Dünya kapitalizminin krizinin derinleşmesi; emperyalist savaş çelişkileri derinleştikçe, dünya işçi sınıfında 2018 yılında gözle görünür kıpırdanmalar söz konusudur. 2018 yılı ile birlikte; İran’da kitlesel işçi protestoları, molla rejmini sarmıştır. ABD’deki öğretmenler grevi, Fransa başta olmak üzere; Avrupa’da artan işçi mücadeleri ve Irak’ta yoksulluğa ve hayat pahalılığına karşı gelişen kitlesel protestolar ilk akla gelen örneklerdir. Önümüzde ki süreçtede; gerek Türkiye’de gerekse de, dünyada işçi hareketin ivme kazanması sürpriz değildir. Enternasyonal çapta devrimci pratik içinde bulunmak ve teşkilatlanmak elzemdir.
Geçiş talepleri
Derinleşen krize karşı, işçi sınıfının ve ezilenlerin direniş ağını inşa etmek ve eylem programı hazırlayabilmek için; geçiş talepleri temel araçlardandır. ” Bugünkü taleplerle sosyalist devrimin programı arasındaki köprüyü kurmaları için kitlelere günlük mücadele süreci içinde yardımcı olmak gerekir. Bu köprüyü günün koşulları ve işçi sınıfının geniş kesimlerinin bugünkü bilincinden kaynaklanan ve kaçınılmaz bir biçimde tek ve aynı sonuca, proleteryanın iktidarı ele geçirmesine varan bir geçiş talebi sistemi oluşturulmalıdır”

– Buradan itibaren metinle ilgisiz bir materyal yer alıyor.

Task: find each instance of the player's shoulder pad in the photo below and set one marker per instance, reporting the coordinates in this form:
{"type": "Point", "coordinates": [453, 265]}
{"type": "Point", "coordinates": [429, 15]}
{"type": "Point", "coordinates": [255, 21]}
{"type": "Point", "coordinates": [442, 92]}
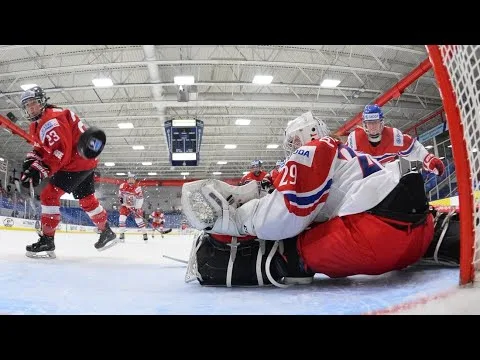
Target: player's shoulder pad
{"type": "Point", "coordinates": [397, 136]}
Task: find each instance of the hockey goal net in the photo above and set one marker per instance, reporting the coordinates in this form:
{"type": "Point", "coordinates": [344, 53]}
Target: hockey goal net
{"type": "Point", "coordinates": [457, 71]}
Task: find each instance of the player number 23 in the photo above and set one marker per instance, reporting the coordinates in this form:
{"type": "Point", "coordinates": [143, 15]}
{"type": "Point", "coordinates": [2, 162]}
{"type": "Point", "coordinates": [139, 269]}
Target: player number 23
{"type": "Point", "coordinates": [289, 175]}
{"type": "Point", "coordinates": [52, 137]}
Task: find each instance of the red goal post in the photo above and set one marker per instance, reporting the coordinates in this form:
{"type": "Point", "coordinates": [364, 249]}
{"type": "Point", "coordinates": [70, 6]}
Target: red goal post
{"type": "Point", "coordinates": [457, 72]}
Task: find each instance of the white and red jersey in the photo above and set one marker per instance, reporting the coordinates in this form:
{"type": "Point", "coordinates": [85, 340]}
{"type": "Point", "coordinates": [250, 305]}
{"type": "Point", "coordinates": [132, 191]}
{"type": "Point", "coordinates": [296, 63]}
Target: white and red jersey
{"type": "Point", "coordinates": [132, 195]}
{"type": "Point", "coordinates": [393, 143]}
{"type": "Point", "coordinates": [274, 173]}
{"type": "Point", "coordinates": [321, 180]}
{"type": "Point", "coordinates": [157, 217]}
{"type": "Point", "coordinates": [252, 177]}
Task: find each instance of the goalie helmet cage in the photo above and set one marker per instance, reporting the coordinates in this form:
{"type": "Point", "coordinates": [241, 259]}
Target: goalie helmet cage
{"type": "Point", "coordinates": [457, 72]}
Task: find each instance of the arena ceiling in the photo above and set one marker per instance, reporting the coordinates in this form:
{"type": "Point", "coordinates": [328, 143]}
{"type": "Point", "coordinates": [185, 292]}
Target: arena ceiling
{"type": "Point", "coordinates": [144, 94]}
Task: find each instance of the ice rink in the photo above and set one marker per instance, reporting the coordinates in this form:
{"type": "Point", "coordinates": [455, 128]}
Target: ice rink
{"type": "Point", "coordinates": [134, 278]}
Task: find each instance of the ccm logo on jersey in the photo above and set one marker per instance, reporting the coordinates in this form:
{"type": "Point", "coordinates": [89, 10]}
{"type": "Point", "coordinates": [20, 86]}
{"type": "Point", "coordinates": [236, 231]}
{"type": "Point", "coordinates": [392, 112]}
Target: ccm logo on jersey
{"type": "Point", "coordinates": [303, 155]}
{"type": "Point", "coordinates": [58, 154]}
{"type": "Point", "coordinates": [49, 125]}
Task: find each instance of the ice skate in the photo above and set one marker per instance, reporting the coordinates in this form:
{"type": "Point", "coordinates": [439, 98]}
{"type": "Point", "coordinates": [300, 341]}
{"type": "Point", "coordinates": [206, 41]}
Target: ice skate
{"type": "Point", "coordinates": [43, 248]}
{"type": "Point", "coordinates": [107, 239]}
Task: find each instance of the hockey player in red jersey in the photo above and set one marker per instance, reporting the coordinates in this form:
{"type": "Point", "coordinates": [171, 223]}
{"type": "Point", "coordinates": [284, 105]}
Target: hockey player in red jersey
{"type": "Point", "coordinates": [259, 175]}
{"type": "Point", "coordinates": [385, 143]}
{"type": "Point", "coordinates": [339, 213]}
{"type": "Point", "coordinates": [130, 195]}
{"type": "Point", "coordinates": [158, 220]}
{"type": "Point", "coordinates": [62, 153]}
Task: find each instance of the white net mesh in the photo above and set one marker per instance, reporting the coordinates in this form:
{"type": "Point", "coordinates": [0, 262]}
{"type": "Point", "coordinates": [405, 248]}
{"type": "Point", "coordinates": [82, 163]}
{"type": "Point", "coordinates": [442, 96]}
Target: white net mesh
{"type": "Point", "coordinates": [463, 66]}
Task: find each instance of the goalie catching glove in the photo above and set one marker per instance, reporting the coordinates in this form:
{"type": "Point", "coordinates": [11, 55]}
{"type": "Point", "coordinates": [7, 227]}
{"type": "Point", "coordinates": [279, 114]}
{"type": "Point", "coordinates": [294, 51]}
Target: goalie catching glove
{"type": "Point", "coordinates": [211, 205]}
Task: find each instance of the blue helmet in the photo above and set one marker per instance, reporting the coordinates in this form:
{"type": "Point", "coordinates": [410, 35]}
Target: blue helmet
{"type": "Point", "coordinates": [372, 112]}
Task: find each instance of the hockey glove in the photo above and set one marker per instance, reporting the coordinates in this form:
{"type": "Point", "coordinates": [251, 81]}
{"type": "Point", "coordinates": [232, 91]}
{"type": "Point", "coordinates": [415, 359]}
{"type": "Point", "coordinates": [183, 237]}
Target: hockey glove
{"type": "Point", "coordinates": [36, 173]}
{"type": "Point", "coordinates": [433, 164]}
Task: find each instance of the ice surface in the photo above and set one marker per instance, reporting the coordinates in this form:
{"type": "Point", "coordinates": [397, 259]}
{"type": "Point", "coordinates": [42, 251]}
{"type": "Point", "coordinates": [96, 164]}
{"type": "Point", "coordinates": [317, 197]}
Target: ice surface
{"type": "Point", "coordinates": [134, 278]}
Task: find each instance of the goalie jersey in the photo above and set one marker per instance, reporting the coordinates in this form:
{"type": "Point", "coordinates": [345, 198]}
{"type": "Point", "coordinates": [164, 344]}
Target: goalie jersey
{"type": "Point", "coordinates": [321, 180]}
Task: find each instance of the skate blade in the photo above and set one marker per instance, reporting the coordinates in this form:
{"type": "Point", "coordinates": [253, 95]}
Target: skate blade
{"type": "Point", "coordinates": [109, 245]}
{"type": "Point", "coordinates": [41, 255]}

Bu talepler emekçi kitlelerin benimseyeceği, aynı zamanda da burjuva devlette çatırdamalar yaratacak perspektifte olmalıdır. Kriz ortamında emekçi kitlelerin acil ihtiyaçlarına cevap veren, anti kapitalist, milliyetçiliğe , ırkçılığa pirim vermeyen cinsten olmalıdır.
– Krizin Faturası Patronlara !
6 saat iş, 4 vardiya, serbest haftasonu !
-Özelleştirilen ve kriz bahanesiyle kapanan fabrikalar işçi denetiminde kamulaştırılsın !
– Emekçilerin kredi kartı borçları sıfırlansın!
– Mülteci ve kadın işçiler için eşit işe eşit ücret
– işsizlik ve güvencesizliğe karşı, işsizler ve güvencesizler Şuralarını kuralım!
– Fabrikalarda ve iş yerlerinde taban komitelerinde örgütlenelim!
– Devletin kolluk güçlerine ve faşist çetelere karşı işçi sınıfının özsavunma birliklerini oluşturalım!